Catherine Marie CharltonFor Catherine Marie Charlton, music and engineering are two gods in one pantheon. Graduating in 1995 with a self-designed major in engineering acoustics and a minor in music, she says with a laugh, “On graduation day, I didn’t know who to go to. The chairman of the music department gave me my engineering diploma.” While at Cornell, she was named a Laureate of the Tau Beta Pi Engineering Honor Society, an award given each year to no more than five members nationwide who excel in areas outside of engineering. Charlton used the grant money for a down payment on a Steinway grand piano. 

She studied classical piano from the age of eight, practicing so incessantly her parents often asked her to stop. An opportunity to work at NASA, however, during her junior year in high school moved her to apply to Cornell engineering. “Plus,” she explains, “everyone in my family is a scientist.”

Although she enjoyed her engineering courses, Charlton says her goal was not a career in engineering. “I just really liked math and problem-solving. My favorite class was Systems Dynamics.”

To design her own major, she worked with Professors Leigh Phoenix and Wolfgang Sachse in the Department of Theoretical and Applied Mechanics, under the rubric of the College Program (now called the Independent Major). “I wanted to study as much music as possible. I looked through the catalog for classes in acoustics and audio engineering.”

Charlton says that for her there is no particular connection between engineering and music. “I don’t improvise with my mind. All my music comes from an emotional and kinesthetic place. The way I create music is not the same way that I solve problems. That said, when I was at Cornell immersed in engineering studies, I wrote a lot of math-inspired pieces.” The piece “Fuzzy Boundaries,” for example, commissioned in 1995 for the 30th anniversary of the mathematical concept Fuzzy Logic, has been featured at international math symposia in Croatia and Brazil.

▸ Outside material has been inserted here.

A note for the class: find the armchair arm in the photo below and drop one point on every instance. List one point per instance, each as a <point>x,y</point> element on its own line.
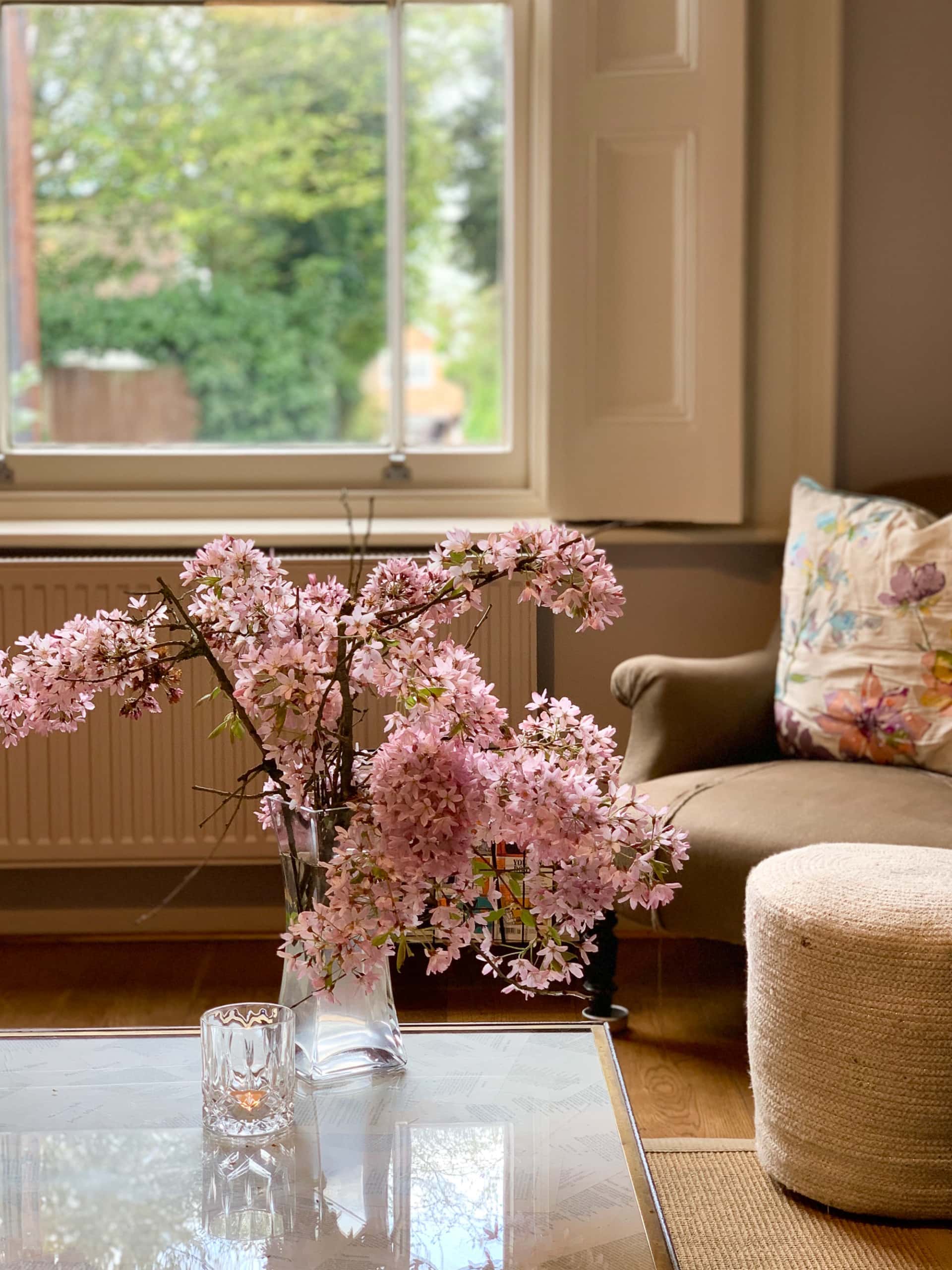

Her engineering degree has helped her tremendously, she believes, to attain what later became her goal: a career as a professional musician. “Right out of college,” says Charlton, “I was able to get an amazing job in statistical analysis and technology management at First USA Bank.” Starting out on firm financial footing enabled her to buy a house and a car and to pay off the balance on her piano.

She worked at First USA for five years, teaching piano in the evenings. Getting chosen by her employer for an expenses-paid master’s program in technology management, however, was the turning point in her career path. “After one semester of working full-time, teaching 10 piano students per week, going to grad school, and preparing for concerts, I was exhausted. I went to visit my brother in California and shared a new recording with him. He was particularly moved by the overwhelming emotion in the piece ‘Winter Mist,’ and said ‘If you know the answer already, why haven’t you acted on it?’ I quit the master’s program that week and quit my job a year later.”

She increased her teaching load, and between grants, concerts, and sales of her recordings, Charlton has been supporting herself as a musician since 2000. Her four albums are broadcast on traditional, Internet, and cable radio around the world; her two most recent rose to the top of the worldwide instrumental music charts, including “River Dawn,” which debuted at No. 3, higher than new releases from Grammy winners Kitaro and George Winston. (For more information, see her web site: www.catherinemariecharlton.com.)

Last spring Charlton brought her trio home to the Ezra Cornell Memorial Room in Willard Straight Hall on the Cornell campus as the 2006 selection for the Lauren Pickard Emerging Artist Series. On April 10—a lovely spring evening in Ithaca—Charlton played in the same room and on the same piano where she had played her first recital 14 years before. As the sky slowly darkened in the huge casement windows, Charlton and her bandmates, flutist/saxophonist Elliot Levin and drummer J. Jody Janetta, performed jazz standards, original pieces, and improvisations, several of the latter based on descriptive phrases collected from the audience. As Charlton played, she danced on her bench, swaying and stamping her feet. Turning around with a huge smile, she observed: “It’s always fun to see where a piece is going to go.”

One could say the same of an engineering degree.